Parallel Computing in JAVA

a new tool for computing and data analytics

PCJ is Java library for parallel computing in Java. It is based on the PGAS (Partitioned Global Address Space) paradigm. It allows for easy implementation in Java of any parallel algorithm. PCJ application can be run on laptop, workstation, cluster and HPC system including large supercomputers. It has been demonstrated that PCJ applications scale up to 200 000 cores.

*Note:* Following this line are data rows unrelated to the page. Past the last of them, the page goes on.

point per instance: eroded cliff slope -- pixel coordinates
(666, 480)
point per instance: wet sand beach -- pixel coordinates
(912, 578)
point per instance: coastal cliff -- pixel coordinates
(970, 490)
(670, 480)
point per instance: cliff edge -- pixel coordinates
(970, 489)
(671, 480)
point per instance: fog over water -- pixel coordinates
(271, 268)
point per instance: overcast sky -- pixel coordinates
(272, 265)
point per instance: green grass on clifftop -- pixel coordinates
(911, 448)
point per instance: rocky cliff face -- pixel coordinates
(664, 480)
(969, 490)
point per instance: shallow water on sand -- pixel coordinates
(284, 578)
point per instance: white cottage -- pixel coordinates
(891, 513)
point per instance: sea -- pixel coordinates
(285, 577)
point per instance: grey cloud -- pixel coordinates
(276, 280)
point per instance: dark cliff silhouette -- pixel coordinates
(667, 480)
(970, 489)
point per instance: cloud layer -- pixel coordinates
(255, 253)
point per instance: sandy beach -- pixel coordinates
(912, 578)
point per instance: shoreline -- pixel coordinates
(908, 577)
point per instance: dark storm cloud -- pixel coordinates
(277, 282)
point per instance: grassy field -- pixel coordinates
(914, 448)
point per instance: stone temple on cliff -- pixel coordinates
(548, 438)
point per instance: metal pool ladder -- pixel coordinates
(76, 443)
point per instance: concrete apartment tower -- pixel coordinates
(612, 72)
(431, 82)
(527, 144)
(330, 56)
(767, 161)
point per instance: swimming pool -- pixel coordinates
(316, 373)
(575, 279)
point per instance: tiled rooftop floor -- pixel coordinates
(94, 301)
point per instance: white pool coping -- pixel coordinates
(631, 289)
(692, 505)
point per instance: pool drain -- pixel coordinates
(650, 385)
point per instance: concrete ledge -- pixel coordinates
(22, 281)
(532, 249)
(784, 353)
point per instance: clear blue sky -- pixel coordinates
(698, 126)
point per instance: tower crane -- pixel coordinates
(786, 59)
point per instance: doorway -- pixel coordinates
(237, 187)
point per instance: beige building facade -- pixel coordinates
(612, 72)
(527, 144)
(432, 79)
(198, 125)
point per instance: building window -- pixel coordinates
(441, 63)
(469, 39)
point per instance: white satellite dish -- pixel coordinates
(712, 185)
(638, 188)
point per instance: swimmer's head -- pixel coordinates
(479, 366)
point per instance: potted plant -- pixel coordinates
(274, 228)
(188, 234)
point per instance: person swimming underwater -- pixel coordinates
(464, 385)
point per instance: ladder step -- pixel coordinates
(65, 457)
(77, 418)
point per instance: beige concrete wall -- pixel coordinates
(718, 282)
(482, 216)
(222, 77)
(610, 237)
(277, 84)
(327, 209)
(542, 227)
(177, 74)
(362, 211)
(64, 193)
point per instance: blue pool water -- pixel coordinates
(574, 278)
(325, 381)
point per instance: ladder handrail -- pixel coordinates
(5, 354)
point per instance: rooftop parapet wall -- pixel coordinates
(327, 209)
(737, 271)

Recently we have run PCJ application on the coud (AWS EC2) using both x86 and arm processors. Therefore you can run PCJ on most popular architectures indluding Intel KNL, Power, ARM and of course x86.

Current version of the librarry is 5.3.0. Compare to 5.2 and 5.1 it has improved performance due to use of shifted tree communication. New methos has been added: PCJ.scatter(), PCJ.splitGroup(). New collective communication methods are avaliable: PCJ.collect(), PCJ.asyncCollect(),

For more changes see: https://github.com/hpdcj/PCJ/releases/tag/v5.3.0
See also: PCJ – a new tool for computing and data analytics

Examples

Hello World

Loop parallelization

Reduction

Parallel Monte Carlo

Hello World

Code example for PCJ 5: Print Hello World in parallel. Calculations start from a special StartPoint class. That class contains main method (public void main()):

import java.io.IOException;

import org.pcj.*;

public class HelloWorld implements StartPoint {

public static void main(String[] args) throws IOException {

String nodesFile = „nodes.txt”;

PCJ.executionBuilder (PcjExample.class)

.addNodes(new File(„nodes.txt”))

.start();

}

@Override

public void main() throws Throwable {

System.out.println(„Hello World from PCJ Thread ” + PCJ.myId()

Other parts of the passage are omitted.